Déception dans les rangs des rebelles, menaces de la part de la Russie, la décision des Européens de laisser la Grande-Bretagne et la France livrer sur une base nationale des armes à l’opposition syrienne n’a plu ni aux uns ni aux autres.

La décision a été prise dans la nuit de lundi à mardi à Bruxelles, lors d’une réunion marathon des ministres des Affaires étrangères de l’UE, entrecoupée de deux heures de marchandages entre représentants permanents.
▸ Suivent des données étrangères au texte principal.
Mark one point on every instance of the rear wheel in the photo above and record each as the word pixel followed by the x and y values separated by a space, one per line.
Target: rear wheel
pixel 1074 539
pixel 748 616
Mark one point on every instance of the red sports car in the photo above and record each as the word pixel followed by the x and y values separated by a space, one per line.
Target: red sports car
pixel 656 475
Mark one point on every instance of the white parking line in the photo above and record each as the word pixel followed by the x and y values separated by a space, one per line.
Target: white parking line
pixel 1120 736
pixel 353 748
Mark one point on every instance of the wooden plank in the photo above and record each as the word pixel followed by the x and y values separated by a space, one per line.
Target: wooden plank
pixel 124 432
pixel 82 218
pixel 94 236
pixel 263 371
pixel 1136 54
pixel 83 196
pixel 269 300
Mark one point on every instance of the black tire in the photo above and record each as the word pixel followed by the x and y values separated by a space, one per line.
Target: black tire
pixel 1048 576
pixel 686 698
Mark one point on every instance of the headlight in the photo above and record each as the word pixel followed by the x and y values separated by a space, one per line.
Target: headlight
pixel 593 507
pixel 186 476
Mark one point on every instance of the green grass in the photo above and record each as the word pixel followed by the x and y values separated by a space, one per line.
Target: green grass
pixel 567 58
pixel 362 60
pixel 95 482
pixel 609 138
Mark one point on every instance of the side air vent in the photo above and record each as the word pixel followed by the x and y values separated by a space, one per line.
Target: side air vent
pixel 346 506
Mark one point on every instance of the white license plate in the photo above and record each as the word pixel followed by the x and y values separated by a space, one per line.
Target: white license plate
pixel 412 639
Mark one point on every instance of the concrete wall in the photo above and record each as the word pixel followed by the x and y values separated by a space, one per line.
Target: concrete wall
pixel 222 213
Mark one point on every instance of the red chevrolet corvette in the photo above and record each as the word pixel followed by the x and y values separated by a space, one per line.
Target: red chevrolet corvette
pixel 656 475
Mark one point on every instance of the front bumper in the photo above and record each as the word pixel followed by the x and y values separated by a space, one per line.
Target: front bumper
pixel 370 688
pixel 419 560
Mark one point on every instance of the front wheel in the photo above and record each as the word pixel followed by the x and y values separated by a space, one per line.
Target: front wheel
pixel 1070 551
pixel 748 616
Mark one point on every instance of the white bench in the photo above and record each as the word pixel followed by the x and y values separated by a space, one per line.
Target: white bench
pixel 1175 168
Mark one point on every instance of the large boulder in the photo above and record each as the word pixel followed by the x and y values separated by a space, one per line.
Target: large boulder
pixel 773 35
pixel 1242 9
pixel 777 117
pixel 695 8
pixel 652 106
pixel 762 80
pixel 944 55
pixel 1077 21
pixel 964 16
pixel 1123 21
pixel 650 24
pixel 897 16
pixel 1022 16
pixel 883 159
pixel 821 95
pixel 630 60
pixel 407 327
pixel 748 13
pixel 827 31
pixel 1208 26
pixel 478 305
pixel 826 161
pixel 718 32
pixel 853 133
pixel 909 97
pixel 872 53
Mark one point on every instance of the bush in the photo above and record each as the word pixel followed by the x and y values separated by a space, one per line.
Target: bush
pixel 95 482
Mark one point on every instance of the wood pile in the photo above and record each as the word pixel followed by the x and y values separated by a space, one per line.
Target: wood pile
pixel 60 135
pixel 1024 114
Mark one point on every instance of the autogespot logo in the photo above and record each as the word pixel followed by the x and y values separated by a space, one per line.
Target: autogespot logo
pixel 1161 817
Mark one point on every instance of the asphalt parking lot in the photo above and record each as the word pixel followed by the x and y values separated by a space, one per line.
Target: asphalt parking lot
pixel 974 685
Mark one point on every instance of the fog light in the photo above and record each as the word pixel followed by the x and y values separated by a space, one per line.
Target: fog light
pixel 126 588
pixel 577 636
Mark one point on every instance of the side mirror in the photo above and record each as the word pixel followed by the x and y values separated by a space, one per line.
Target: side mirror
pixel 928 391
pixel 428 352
Rapide sur la balle, Moscou a menacé dès la matinée de livrer comme promis à Damas des missiles sol-air S-300 dans le but, dit-il, de décourager toute velléité d’intervention internationale.

"Des mesures de cette sorte dissuadent en grande partie certains esprits échauffés d’envisager des scénarios dans lesquels le conflit prendrait un tour international avec la participation de forces étrangères" , a indiqué le vice-ministre russe des Affaires étrangères Sergueï Riabkov, dont le pays fournit en armes le régime de Damas.
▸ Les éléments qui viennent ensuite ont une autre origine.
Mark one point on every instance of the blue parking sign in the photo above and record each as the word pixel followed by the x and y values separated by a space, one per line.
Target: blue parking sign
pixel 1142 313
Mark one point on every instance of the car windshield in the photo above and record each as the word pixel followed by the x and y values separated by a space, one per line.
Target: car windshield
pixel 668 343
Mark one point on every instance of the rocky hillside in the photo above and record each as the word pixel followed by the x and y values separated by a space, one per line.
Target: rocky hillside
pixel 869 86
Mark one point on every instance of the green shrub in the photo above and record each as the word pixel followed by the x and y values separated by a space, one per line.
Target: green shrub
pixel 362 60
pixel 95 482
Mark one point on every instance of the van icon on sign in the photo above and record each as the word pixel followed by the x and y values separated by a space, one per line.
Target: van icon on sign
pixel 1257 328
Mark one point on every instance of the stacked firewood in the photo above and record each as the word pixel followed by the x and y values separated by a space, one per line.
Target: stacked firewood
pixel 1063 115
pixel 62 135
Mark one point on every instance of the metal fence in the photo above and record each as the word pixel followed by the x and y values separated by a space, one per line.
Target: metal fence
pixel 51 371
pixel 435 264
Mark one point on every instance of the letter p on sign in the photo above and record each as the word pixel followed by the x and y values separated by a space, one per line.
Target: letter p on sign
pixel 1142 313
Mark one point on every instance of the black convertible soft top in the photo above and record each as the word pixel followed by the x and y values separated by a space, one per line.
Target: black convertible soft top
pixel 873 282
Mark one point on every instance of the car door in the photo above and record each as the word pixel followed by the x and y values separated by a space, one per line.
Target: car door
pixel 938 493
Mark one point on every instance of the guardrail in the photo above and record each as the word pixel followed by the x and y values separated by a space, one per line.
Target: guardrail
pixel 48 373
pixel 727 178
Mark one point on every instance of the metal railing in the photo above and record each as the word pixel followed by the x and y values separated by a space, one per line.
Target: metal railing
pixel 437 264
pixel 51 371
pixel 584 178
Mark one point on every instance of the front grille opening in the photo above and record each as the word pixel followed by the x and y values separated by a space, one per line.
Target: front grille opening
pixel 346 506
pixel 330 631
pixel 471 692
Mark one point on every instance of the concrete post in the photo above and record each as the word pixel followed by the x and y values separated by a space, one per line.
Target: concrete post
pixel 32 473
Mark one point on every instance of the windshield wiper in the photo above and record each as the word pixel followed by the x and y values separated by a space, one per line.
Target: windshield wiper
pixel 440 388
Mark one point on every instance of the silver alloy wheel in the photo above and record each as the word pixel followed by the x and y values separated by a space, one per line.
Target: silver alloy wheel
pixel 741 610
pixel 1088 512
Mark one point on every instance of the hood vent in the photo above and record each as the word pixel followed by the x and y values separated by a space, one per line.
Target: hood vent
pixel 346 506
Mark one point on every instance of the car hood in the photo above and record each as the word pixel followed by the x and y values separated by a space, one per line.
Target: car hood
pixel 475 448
La Russie reproche aux Européens de jeter de l’huile sur le feu à un moment où Moscou et Washington tentent de mettre sur pied une conférence de paix, avec la participation de la Syrie, qui se déroulerait à Genève.

Le S-300 est un missile de longue portée, fabriqué depuis les années 70 en Russie. Si l’armée syrienne devait en être équipée, Israël interviendrait d’office. Jérusalem espère encore convaincre Moscou de suspendre la livraison de ces 144 S-300 promis à l’armée syrienne. Les Israéliens considèrent ces missiles comme une menace à la sécurité nationale car ils sont capables de toucher un avion civil au-dessus d’Israël, a indiqué mardi le ministre israélien des affaires internationales Yuval Steinitz. Ils risquent aussi de tomber dans les mains de l’Iran, allié de Damas.

Les rebelles de leur côté dénoncent une décision européenne qui vient trop tard, dans une guerre qui a déjà fait 80 000 morts et conduit plus de un million et demi de Syriens à fuir le pays, selon les chiffres de l’Onu.

Coudées franches pour Londres et Paris

Dans la nuit de lundi à mardi, les Européens ont "sauvé" en le reconduisant leur régime de sanctions contre Damas, notamment le gel des avoirs financiers, mais se sont inclinés dans le même temps devant Paris et Londres pour ce qui concerne l’exportation de matériel militaire.

Sous certaines conditions : ces exportations doivent être destinées à la Coalition nationale des forces de la révolution et de l’opposition syrienne; les Etats membres doivent veiller à ce que l’utilisateur final est bien celui-là; enfin, les armes doivent être livrées " pour la protection des civils" .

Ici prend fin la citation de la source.